- December 6, 2017 at 8:19 PM #41476
What Christmas-time wisdom can you offer to the rest of us? Last year I noticed how stressed even young students can become the month of December. With all their family traditions, church traditions, Christmas suppers, etc. their emotional bands can get pretty stretched.
- December 9, 2017 at 4:49 PM #41601
Not to mention the mile markers we are trying to reach in our school books so we don’t have a big test looming right after the vacation days and practicing for a program if our school is giving one…
This question has left me pondering. I’ve never actively thought about what we could be doing at school to help lessen the stress. Subconsciously I guess I’ve thought that the December unsettledness went with the territory and looked at it more from the teacher perspective than the students’. For myself, I’ve eliminated some of the things that I used to have to do and simplified other things. Our church community has an annual auction the first of December with proceeds going toward various needs, missions, etc. It has become a school tradition for various classes to create a project to put towards it. Some years ago I decided that the first grade didn’t need to contribute something–they are too young to do much without it becoming a teacher project. Eliminating that made my life and thus my students’ lives less stressful. I’ve also learned to keep other ideas simple; things like art projects and our contribution to our traditional school Christmas party. I don’t even do much changing of the scenery in my classroom. If I can keep my life simple than I have more time for my students.
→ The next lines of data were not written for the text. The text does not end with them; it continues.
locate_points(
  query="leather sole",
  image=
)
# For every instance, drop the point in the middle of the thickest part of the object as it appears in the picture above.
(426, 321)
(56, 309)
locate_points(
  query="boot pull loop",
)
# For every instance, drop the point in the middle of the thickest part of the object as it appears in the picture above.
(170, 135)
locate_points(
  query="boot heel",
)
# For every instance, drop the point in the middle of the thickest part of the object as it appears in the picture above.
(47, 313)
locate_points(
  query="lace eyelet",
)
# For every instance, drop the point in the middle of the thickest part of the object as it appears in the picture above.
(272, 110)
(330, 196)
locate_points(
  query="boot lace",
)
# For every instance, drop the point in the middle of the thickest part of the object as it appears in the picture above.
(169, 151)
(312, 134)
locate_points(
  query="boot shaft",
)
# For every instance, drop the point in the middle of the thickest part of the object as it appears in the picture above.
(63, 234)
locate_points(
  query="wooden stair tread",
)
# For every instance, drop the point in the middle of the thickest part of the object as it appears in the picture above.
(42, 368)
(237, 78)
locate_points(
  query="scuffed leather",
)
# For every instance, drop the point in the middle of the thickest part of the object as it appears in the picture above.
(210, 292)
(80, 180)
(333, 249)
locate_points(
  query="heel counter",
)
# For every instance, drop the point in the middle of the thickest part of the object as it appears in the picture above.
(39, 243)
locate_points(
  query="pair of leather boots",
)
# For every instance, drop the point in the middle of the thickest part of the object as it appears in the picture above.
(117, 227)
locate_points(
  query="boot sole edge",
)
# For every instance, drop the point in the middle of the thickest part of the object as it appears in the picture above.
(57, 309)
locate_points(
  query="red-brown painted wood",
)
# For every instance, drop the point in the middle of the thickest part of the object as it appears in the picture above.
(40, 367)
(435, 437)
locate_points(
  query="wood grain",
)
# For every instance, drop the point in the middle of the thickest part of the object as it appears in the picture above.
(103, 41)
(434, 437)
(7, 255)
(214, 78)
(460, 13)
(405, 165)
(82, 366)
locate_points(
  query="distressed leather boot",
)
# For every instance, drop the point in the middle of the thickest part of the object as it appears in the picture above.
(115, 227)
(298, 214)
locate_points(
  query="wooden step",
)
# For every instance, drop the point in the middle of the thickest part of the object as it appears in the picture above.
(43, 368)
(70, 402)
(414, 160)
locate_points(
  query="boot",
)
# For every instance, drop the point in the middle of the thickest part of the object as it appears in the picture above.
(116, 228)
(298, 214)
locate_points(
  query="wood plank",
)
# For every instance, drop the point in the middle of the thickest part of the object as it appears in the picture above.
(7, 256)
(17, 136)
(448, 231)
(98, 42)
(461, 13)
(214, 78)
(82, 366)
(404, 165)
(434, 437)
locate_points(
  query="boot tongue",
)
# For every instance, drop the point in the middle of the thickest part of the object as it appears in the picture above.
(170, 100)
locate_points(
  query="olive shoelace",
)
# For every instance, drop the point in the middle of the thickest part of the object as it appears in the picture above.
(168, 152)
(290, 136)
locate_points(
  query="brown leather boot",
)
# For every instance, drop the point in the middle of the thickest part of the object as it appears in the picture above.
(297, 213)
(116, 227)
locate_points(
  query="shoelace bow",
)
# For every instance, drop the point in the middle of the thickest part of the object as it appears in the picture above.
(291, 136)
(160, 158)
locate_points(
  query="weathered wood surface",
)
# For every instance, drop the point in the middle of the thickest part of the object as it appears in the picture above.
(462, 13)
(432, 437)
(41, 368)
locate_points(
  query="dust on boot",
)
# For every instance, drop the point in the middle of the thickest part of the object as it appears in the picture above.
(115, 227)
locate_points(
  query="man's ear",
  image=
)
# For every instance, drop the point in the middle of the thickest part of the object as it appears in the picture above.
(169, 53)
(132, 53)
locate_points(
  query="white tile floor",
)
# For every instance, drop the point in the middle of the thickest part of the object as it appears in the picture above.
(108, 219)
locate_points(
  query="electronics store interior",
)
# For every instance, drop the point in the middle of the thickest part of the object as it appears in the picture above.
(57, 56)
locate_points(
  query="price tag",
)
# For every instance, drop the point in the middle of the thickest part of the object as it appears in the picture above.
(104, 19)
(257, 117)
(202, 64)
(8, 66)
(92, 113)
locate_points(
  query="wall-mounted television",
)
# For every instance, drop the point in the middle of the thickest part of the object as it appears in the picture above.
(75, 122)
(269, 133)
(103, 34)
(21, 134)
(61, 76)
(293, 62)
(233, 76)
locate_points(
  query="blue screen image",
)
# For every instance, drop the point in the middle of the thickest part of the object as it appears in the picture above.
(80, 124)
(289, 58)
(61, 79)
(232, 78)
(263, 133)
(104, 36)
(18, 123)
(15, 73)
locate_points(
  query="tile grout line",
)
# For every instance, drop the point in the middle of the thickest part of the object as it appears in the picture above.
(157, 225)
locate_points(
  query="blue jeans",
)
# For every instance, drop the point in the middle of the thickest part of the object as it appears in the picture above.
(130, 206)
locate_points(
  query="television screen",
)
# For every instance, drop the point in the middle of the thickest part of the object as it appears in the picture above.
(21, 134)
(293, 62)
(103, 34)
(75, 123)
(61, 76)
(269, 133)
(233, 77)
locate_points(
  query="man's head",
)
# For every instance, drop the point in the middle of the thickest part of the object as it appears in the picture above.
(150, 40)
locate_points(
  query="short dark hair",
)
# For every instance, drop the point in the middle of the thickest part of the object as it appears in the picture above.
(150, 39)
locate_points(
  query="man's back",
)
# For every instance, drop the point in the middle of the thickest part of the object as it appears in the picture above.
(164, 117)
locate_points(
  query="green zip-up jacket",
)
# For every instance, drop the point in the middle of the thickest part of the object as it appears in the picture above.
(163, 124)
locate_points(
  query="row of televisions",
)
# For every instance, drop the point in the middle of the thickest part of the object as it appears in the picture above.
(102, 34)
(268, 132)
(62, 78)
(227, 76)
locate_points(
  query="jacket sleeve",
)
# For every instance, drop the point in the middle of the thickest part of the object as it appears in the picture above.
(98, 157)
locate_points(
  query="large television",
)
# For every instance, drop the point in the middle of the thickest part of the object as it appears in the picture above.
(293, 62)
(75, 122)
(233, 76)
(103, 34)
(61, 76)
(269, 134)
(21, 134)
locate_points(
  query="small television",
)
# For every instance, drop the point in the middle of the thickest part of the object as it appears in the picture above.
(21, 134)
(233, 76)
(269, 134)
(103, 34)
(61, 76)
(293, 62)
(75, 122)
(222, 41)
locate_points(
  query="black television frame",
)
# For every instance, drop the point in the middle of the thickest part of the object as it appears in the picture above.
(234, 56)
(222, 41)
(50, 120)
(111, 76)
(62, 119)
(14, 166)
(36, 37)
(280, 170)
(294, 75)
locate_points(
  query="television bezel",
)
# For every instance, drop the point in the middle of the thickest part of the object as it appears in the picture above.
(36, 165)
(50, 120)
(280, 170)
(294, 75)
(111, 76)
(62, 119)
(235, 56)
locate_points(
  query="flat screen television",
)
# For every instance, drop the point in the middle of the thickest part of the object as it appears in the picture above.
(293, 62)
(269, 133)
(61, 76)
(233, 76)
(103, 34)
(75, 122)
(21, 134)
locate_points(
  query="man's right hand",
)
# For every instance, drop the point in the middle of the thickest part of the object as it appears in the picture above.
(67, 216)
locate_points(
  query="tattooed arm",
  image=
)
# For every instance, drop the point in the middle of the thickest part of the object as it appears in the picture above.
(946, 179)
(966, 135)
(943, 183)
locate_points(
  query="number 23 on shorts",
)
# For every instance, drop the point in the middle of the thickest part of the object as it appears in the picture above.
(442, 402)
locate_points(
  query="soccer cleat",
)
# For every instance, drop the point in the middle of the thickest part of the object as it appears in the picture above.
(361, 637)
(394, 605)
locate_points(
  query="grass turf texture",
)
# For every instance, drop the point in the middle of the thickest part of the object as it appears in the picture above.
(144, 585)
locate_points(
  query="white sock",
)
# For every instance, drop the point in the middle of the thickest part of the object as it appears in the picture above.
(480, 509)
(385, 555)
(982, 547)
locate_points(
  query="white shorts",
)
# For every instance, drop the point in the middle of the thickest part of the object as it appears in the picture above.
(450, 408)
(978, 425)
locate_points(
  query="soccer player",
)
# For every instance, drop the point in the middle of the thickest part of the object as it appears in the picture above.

- December 11, 2017 at 7:08 AM #41607
Betty, I really like the way you bring up relevant issues that I haven’t considered. I can’t say I’ve noticed increased stress in my students this time of year, but maybe that’s because I’m too busy nursing my inner Scrooge to pay attention. I do try as much as possible to schedule special events for the slower time from January–March, and this seems to relieve things in the busier first half and last eighth of the school year.
- December 13, 2017 at 12:56 PM #41611
December is a good month to be very routine in daily school activities, since there are often many other activities in students’ lives this month, as you mentioned. Save the energy for special activities for the end of January and February, when things naturally seem to be getting a bit slower.
Over the years, I personally appreciated our school’s choice to not have a Christmas program. Instead, we focus energy on a spring program, sharing a variety of things we’ve learned through the year.
We do divide the student body into manageable groups and go “on the road” to sing to older folks and shut-ins on the last day before Christmas vacation. That provides excellent opportunity to share the Christmas songs with others with a minimal amount of planning energy as compared to a program.
- December 25, 2017 at 5:02 PM #42255
Betty, now that Christmas is here, I’d be interested to hear your reflections on this question. What did you find working for you?
- December 30, 2017 at 7:08 PM #42302
I am responding here to Carolyn’s invitation to reflect on the above question now that Christmas is past — I’m not sure what all to give credit for the fact that this year I did sense much less emotional tiredness and the resulting “unglued seasonal stress” in the classroom. Intentionally planning to do only a few extras made a difference within myself and I am sure that also helped the general atmosphere of calmness and the ability for students to focus. Then too the few extras that we did do had more of a focus on giving rather than receiving and I expect that too made a difference. We did our traditional memorizing of the Christmas story and presentation to the 1st and 2nd grades and instead of a Christmas party, we went caroling for a few of the grandparents close by. Both of these things gave students an opportunity to give, and they stepped up to the plate beautifully. I loved ending the final day of school (we went through the 22nd) with a spirit of joy rather than the feeling of barely making it.